Le ministre fédéral de la Justice du Canada, Sean Fraser, a officiellement ordonné le 17 juillet 2026 la tenue d’un nouveau procès pour Daniel Jolivet. Cette décision intervient après plus de trois décennies d’incarcération pour un quadruple meurtre commis en 1992 à Brossard, au Québec.
Une condamnation contestée depuis 1994
Daniel Jolivet a été condamné en 1994 à la prison à vie pour le meurtre de quatre personnes survenu deux ans plus tôt. Selon le ministère de la Justice du Canada, de nouveaux éléments de preuve, qui n’étaient pas connus lors du procès initial ou de l’appel, ont émergé et justifient cette révision exceptionnelle.
L’homme, aujourd’hui âgé de 69 ans, a toujours clamé son innocence durant les 33 années passées derrière les barreaux. Il avait été libéré sous conditions en décembre 2025, après que son avocat a produit de nouveaux relevés téléphoniques contredisant le témoignage clé d’un délateur.
Une décision ministérielle rare
L’ordre du ministre Fraser repose sur l’article 696.3 du Code criminel canadien, un mécanisme juridique exceptionnel utilisé lorsqu’une erreur judiciaire probable est identifiée. Selon le ministère de la Justice du Canada, cette procédure n’est déclenchée que dans des circonstances très particulières, après un examen approfondi du dossier.
Me Nicholas St-Jacques, avocat de Daniel Jolivet, représente son client bénévolement depuis 18 ans dans cette affaire. Selon Radio-Canada, il a accueilli la décision avec une vive émotion, estimant qu’elle constitue une reconnaissance des failles du procès initial.
Le rôle des nouveaux éléments de preuve
Les nouveaux relevés téléphoniques présentés par la défense ont joué un rôle déterminant dans cette révision. Ces documents, qui n’avaient pas été versés au dossier lors du procès de 1994, contredisent directement le témoignage d’un délateur dont la crédibilité avait déjà été questionnée.
Le Directeur des poursuites criminelles et pénales (DPCP) du Québec doit désormais analyser l’ensemble des éléments de preuve pour déterminer la suite des procédures. Selon Le Journal de Montréal, plusieurs options s’offrent au DPCP : organiser un nouveau procès, négocier un accord avec la défense ou abandonner les charges.
Un précédent judiciaire attendu
Cette affaire s’inscrit dans une série de révisions d’erreurs judiciaires au Canada. Le système de révision des condamnations, géré par le ministère fédéral de la Justice, examine chaque année des dizaines de demandes, mais peu aboutissent à un ordre ministériel.

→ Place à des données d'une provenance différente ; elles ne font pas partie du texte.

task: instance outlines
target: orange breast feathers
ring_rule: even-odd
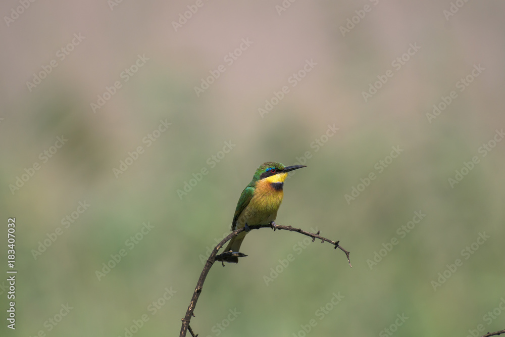
[[[285,174],[287,175],[287,173]],[[250,206],[261,212],[266,213],[276,212],[282,202],[284,193],[282,189],[274,188],[272,182],[283,182],[285,177],[282,177],[282,180],[274,178],[275,176],[268,177],[256,182],[254,197],[250,201]],[[275,180],[275,181],[271,181]]]

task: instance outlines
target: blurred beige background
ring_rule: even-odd
[[[18,274],[2,335],[178,335],[266,161],[308,166],[277,222],[340,240],[352,268],[254,231],[248,257],[211,270],[200,336],[505,328],[504,10],[3,2],[0,257],[7,275],[15,217]]]

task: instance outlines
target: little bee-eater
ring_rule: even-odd
[[[306,166],[294,165],[286,167],[275,162],[267,162],[260,165],[252,180],[242,191],[231,224],[232,230],[245,227],[245,231],[232,238],[225,252],[238,252],[245,234],[249,231],[249,226],[269,224],[275,228],[274,221],[282,202],[282,187],[287,173],[302,167]],[[227,258],[224,261],[236,263],[238,258]]]

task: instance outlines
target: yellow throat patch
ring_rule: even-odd
[[[270,177],[267,177],[262,180],[266,180],[269,182],[284,182],[287,177],[287,172],[277,173]]]

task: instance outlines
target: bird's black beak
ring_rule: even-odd
[[[289,172],[290,171],[293,171],[294,170],[297,170],[299,168],[301,168],[302,167],[307,167],[307,165],[293,165],[292,166],[288,166],[287,167],[285,167],[284,169],[282,170],[282,172]]]

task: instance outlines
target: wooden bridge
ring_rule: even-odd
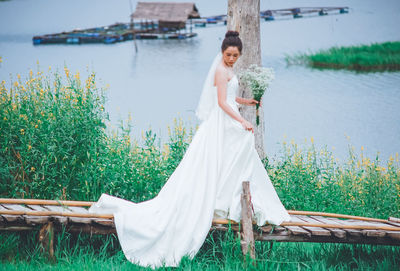
[[[112,214],[88,212],[93,202],[0,198],[0,230],[31,231],[40,228],[39,241],[53,256],[54,232],[115,234]],[[249,183],[243,183],[242,221],[214,220],[211,231],[240,234],[242,250],[255,257],[254,241],[330,242],[400,245],[400,219],[377,219],[343,214],[289,211],[291,222],[279,226],[254,224]],[[240,227],[239,227],[240,226]]]

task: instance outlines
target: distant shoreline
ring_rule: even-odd
[[[400,42],[332,47],[316,53],[288,56],[286,60],[289,64],[306,64],[317,69],[400,71]]]

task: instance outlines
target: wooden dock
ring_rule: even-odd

L’affaire Daniel Jolivet rappelle d’autres dossiers emblématiques, comme celui de Guy Paul Morin ou David Milgaard, où des erreurs judiciaires ont été reconnues après plusieurs années de détention injustifiée.
Contexte dans la Mayenne
Bien que cette affaire se déroule entièrement au Québec, elle a suscité une confusion initiale en raison de la ville de Laval au Canada, troisième ville du Québec avec plus de 400 000 habitants. Aucun lien n’existe avec la ville de Laval en Mayenne, préfecture du département 53, qui compte environ 50 000 habitants.
La Mayenne, département rural du Pays de la Loire, n’est pas concernée par cette affaire judiciaire canadienne. Cependant, les erreurs judiciaires et les procédures de révision de condamnations font l’objet d’un intérêt croissant en France, notamment après plusieurs affaires médiatisées ces dernières années.

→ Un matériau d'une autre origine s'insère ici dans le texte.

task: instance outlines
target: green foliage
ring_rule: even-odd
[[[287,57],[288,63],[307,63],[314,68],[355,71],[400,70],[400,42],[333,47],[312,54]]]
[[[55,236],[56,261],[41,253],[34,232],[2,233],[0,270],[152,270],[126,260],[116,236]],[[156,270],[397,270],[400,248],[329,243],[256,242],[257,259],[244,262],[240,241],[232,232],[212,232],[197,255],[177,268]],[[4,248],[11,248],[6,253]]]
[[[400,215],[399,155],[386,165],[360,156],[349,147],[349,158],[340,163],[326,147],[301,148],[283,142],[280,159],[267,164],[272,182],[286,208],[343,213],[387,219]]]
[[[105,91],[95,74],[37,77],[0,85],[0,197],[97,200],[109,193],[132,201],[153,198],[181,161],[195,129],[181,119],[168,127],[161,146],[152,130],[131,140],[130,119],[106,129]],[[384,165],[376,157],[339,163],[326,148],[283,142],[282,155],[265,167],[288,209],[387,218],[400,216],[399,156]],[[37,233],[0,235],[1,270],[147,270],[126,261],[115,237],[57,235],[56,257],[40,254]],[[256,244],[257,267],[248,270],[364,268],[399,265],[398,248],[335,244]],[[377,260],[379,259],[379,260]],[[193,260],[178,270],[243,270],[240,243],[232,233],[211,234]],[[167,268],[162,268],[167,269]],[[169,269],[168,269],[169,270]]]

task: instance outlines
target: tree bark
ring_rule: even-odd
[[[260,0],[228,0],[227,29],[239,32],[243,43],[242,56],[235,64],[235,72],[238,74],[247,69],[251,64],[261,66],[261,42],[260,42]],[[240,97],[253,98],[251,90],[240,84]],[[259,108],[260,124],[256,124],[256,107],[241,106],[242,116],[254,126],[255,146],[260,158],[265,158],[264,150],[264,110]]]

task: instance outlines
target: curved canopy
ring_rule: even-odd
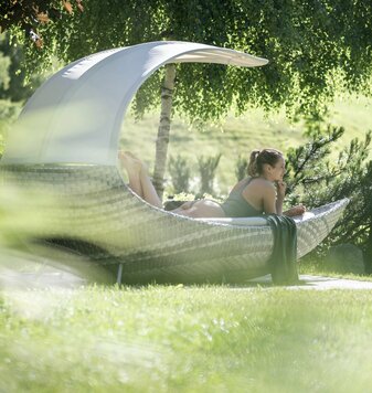
[[[116,164],[123,116],[141,84],[167,63],[253,67],[267,60],[191,42],[149,42],[93,54],[46,81],[10,132],[2,163]]]

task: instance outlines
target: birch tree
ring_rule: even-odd
[[[190,120],[215,120],[232,108],[238,115],[251,107],[285,107],[288,116],[321,116],[336,92],[372,93],[370,0],[86,0],[84,12],[75,10],[68,18],[39,24],[40,50],[19,25],[8,25],[13,41],[24,43],[24,67],[32,71],[43,68],[52,55],[67,63],[100,50],[169,36],[270,61],[259,72],[179,65],[173,107],[168,110]],[[160,106],[162,77],[161,72],[153,75],[138,93],[138,114]],[[162,151],[157,155],[159,176],[167,149]]]

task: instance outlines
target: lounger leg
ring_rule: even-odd
[[[117,278],[116,278],[116,283],[117,284],[121,284],[121,276],[123,276],[123,264],[119,264],[119,268],[117,269]]]

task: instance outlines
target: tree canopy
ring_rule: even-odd
[[[85,12],[40,23],[42,50],[24,38],[26,67],[51,55],[71,62],[109,47],[180,40],[244,51],[269,60],[262,68],[182,64],[174,108],[192,119],[215,119],[232,107],[288,114],[321,113],[336,91],[371,95],[372,3],[370,0],[89,0]],[[161,72],[139,92],[137,110],[157,105]]]

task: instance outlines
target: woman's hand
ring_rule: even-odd
[[[278,180],[275,182],[275,185],[276,185],[277,198],[283,201],[284,197],[286,195],[287,184],[283,180]]]

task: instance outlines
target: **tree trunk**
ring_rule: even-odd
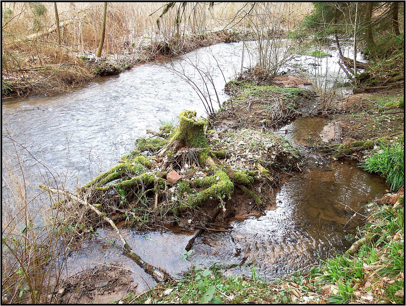
[[[99,48],[97,48],[97,52],[96,56],[99,57],[102,55],[102,50],[103,49],[103,44],[104,42],[104,33],[106,32],[106,15],[107,12],[107,2],[104,2],[104,8],[103,15],[103,24],[102,26],[102,37],[100,38],[100,42],[99,44]]]
[[[337,143],[342,143],[343,141],[341,138],[343,137],[343,128],[340,122],[336,122],[334,123],[334,138],[335,142]]]
[[[398,2],[392,2],[391,5],[391,17],[392,24],[393,27],[395,35],[397,36],[400,34],[399,24],[397,20],[397,13],[399,9],[399,3]]]
[[[55,7],[55,20],[56,26],[56,33],[58,34],[58,43],[60,45],[62,42],[60,40],[60,28],[59,27],[59,15],[58,13],[58,7],[56,7],[56,2],[54,2]]]
[[[356,85],[357,83],[357,73],[356,73],[356,33],[358,31],[357,27],[357,17],[358,15],[358,3],[355,4],[355,20],[354,22],[354,83]]]
[[[371,22],[371,15],[372,14],[374,2],[367,2],[367,11],[365,15],[365,42],[367,43],[367,48],[368,54],[373,52],[375,47],[375,42],[372,36],[372,25]]]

Les prochaines étapes de la procédure
Le DPCP dispose maintenant d’un délai pour analyser le dossier et décider de la stratégie à adopter. Selon Noovo Info, cette analyse pourrait prendre plusieurs mois avant qu’une décision définitive soit prise sur la tenue effective du nouveau procès.

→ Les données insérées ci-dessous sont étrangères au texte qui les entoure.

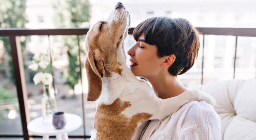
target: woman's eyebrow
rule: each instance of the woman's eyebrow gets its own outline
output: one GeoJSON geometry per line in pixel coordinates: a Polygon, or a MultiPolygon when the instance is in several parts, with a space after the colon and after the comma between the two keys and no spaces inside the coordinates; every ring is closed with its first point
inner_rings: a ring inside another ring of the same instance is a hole
{"type": "Polygon", "coordinates": [[[138,40],[139,41],[142,41],[142,42],[143,42],[145,43],[146,43],[146,41],[144,40],[143,40],[143,39],[139,39],[139,40],[138,40]]]}

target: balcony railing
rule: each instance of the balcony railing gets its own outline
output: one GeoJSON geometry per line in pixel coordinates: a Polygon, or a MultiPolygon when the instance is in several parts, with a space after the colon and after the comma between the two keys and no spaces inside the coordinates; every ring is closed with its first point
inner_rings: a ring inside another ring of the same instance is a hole
{"type": "MultiPolygon", "coordinates": [[[[198,28],[200,32],[203,35],[203,42],[201,42],[203,47],[203,57],[201,69],[201,83],[203,83],[204,76],[204,49],[205,46],[205,35],[221,35],[225,36],[233,36],[236,37],[236,43],[235,53],[235,59],[233,62],[233,76],[235,76],[235,70],[237,58],[237,48],[238,36],[256,37],[256,28],[198,28]]],[[[129,34],[132,34],[134,28],[129,29],[129,34]]],[[[12,57],[12,58],[13,69],[14,70],[14,77],[16,82],[17,93],[21,113],[21,118],[23,131],[23,135],[0,135],[0,137],[23,137],[25,140],[28,140],[30,137],[32,136],[29,134],[28,132],[27,126],[30,121],[30,117],[27,106],[27,90],[26,83],[25,79],[24,70],[23,68],[23,56],[21,49],[20,42],[19,36],[20,36],[29,35],[47,35],[48,37],[54,35],[77,35],[78,38],[78,45],[79,48],[79,60],[80,69],[82,70],[82,65],[81,59],[81,47],[79,44],[79,37],[80,35],[86,34],[89,30],[89,28],[71,28],[68,29],[31,29],[26,28],[9,28],[0,29],[0,36],[8,36],[11,49],[12,57]]],[[[80,73],[82,77],[82,72],[80,73]]],[[[254,77],[255,78],[255,77],[254,77]]],[[[82,83],[83,81],[82,81],[82,83]]],[[[54,86],[54,85],[53,85],[54,86]]],[[[82,93],[82,103],[83,105],[84,93],[82,93]]],[[[14,102],[14,104],[15,103],[14,102]]],[[[84,120],[84,109],[83,110],[83,119],[84,120]]],[[[85,134],[85,124],[84,121],[84,129],[85,134]]],[[[89,138],[90,136],[72,136],[71,138],[89,138]]]]}

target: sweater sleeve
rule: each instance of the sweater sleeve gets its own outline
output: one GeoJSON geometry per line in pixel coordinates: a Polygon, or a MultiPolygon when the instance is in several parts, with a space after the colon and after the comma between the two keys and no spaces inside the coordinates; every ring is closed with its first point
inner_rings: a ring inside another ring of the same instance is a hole
{"type": "Polygon", "coordinates": [[[213,107],[204,102],[194,103],[184,117],[179,139],[220,140],[220,120],[213,107]]]}

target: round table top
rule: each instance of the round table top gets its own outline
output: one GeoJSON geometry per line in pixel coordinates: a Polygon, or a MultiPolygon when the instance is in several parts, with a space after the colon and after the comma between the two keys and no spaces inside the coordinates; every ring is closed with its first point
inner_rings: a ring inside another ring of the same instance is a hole
{"type": "Polygon", "coordinates": [[[62,129],[56,129],[52,124],[43,124],[41,116],[30,121],[27,125],[27,129],[31,133],[34,135],[52,136],[71,132],[77,129],[82,124],[82,119],[77,115],[65,113],[65,116],[67,123],[62,129]]]}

Daniel Jolivet reste en liberté sous conditions en attendant l’issue de cette procédure. Son avocat a indiqué qu’il se prépare activement à défendre son client lors du nouveau procès, si celui-ci a lieu. La décision du ministre Fraser marque une étape importante dans cette longue bataille judiciaire, mais le chemin vers une éventuelle réhabilitation complète reste encore long.